El ministro de Trabajo, Eddy Olivares, afirmó el lunes que la reforma “se va a lograr sin trabas” en la actual legislatura y destacó que el diálogo entre el sector patronal y los trabajadores ha sido un referente de paz social que siempre da frutos.
A su entender, esa voluntad política prevalecerá para actualizar el Código de Trabajo que se pretende reformar.
Durante su visita al Senado, Olivares insistió en que el debate debe retomarse “de inmediato” para que la reforma sea ley “bien temprano en la legislatura”, calificándola como un cambio urgente para el país.
Recordó que el código actual es de 1992 y que el mundo del empleo ha evolucionado radicalmente en tres décadas, especialmente en temas como el teletrabajo, la economía azul y el trabajo doméstico.
“Estamos en pleno 2026, ya en el segundo cuarto del siglo XXI. No podemos seguir así, es hora de aprobarlo”, sentenció.
La cesantía no se toca
El funcionario fue enfático al señalar que el Poder Ejecutivo sometió el proyecto “sin tocar el derecho a la cesantía”, aunque reconoció la fuerte presión de los empresarios por modificarla y la firme postura del liderazgo sindical en su defensa.
Pese a esto, prefirió no trazar una línea al Congreso sobre qué hacer si el tiempo se agota y el consenso sigue bloqueado, poniendo en riesgo la vigencia de la iniciativa.
El proyecto original del Gobierno no altera los artículos sobre la cesantía en el Código de Trabajo, pero diversos gremios empresariales insisten en cambios que incluyen nuevas formas de cálculo y la eliminación de penalidades por retrasos en los pagos.
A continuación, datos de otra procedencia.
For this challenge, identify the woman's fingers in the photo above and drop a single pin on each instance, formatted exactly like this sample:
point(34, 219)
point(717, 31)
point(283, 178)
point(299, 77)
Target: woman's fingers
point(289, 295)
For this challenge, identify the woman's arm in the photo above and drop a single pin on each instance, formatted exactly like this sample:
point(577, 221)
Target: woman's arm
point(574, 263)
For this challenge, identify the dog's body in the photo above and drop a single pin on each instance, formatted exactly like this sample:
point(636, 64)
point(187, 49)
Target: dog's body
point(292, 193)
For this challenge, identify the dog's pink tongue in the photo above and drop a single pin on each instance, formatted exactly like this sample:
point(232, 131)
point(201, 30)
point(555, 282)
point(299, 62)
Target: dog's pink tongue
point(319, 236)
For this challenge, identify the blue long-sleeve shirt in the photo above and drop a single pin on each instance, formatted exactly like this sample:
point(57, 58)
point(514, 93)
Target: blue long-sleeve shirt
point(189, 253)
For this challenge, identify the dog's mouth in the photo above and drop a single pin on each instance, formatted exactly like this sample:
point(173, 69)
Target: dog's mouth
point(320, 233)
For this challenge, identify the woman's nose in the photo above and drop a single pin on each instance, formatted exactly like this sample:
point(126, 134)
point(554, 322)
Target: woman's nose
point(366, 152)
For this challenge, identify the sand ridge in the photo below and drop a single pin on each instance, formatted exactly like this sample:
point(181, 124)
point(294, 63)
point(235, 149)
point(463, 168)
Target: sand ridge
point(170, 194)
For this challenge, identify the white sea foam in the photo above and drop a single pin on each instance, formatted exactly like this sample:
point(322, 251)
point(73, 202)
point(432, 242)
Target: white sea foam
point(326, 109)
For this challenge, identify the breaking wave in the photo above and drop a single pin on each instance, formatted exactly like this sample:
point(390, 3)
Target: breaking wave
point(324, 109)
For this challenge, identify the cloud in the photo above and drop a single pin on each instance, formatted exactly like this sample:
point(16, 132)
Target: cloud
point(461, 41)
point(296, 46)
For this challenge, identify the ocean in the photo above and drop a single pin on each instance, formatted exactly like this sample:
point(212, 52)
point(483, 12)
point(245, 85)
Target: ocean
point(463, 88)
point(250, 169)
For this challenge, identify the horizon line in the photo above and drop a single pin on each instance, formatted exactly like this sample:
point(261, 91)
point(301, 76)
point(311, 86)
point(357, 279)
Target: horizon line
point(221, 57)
El PRM empuja la aprobación
Desde la bancada del oficialismo, el vocero del Partido Revolucionario Moderno (PRM), Amado Díaz, admitió que aunque el proyecto está “a punto de caramelo”, todavía existen fricciones profundas entre patronos y obreros.
“Hay un sector que busca ventajas laborales que el otro rechaza de plano”, explicó.
Para Díaz, esta pugna es el nudo más difícil de desatar, pues mientras un bando no ve reflejadas sus demandas, el otro prefiere mantener la ley laboral tal como está actualmente.
Aun así, confía en que “falta muy poco” para un acuerdo final y manifestó su esperanza de que en esta legislatura se logre el visto bueno definitivo.
“Esa es la meta, ver si en esta legislatura sale humo blanco”, comentó, aunque reconoció que persisten puntos de fuerte disenso.
Por otro lado, el diputado Rogelio Alfonso Genao fue más radical al afirmar que el Código debe ser ley respetando lo pactado y sin inventar cambios de último minuto.
“Es momento de aprobar el Código Laboral con los acuerdos ya logrados, sin meter modificaciones que rompan el equilibrio entre los sectores”, aseguró el legislador del Partido Reformista Social Cristiano (PRSC).
Defendió a capa y espada que la cesantía permanezca intacta, advirtiendo que en la Cámara de Diputados “no hay ambiente para propuestas que la vulneren”.
Bajo la presión de no dejar morir la pieza, la reforma al Código de Trabajo se perfila como la ley más difícil de concretar para el gobierno de Luis Abinader. Si los congresistas no logran sellar el pacto en los 150 días de la actual legislatura, la reforma laboral perimirá por tercera vez consecutiva tras su depósito original en octubre del 2025.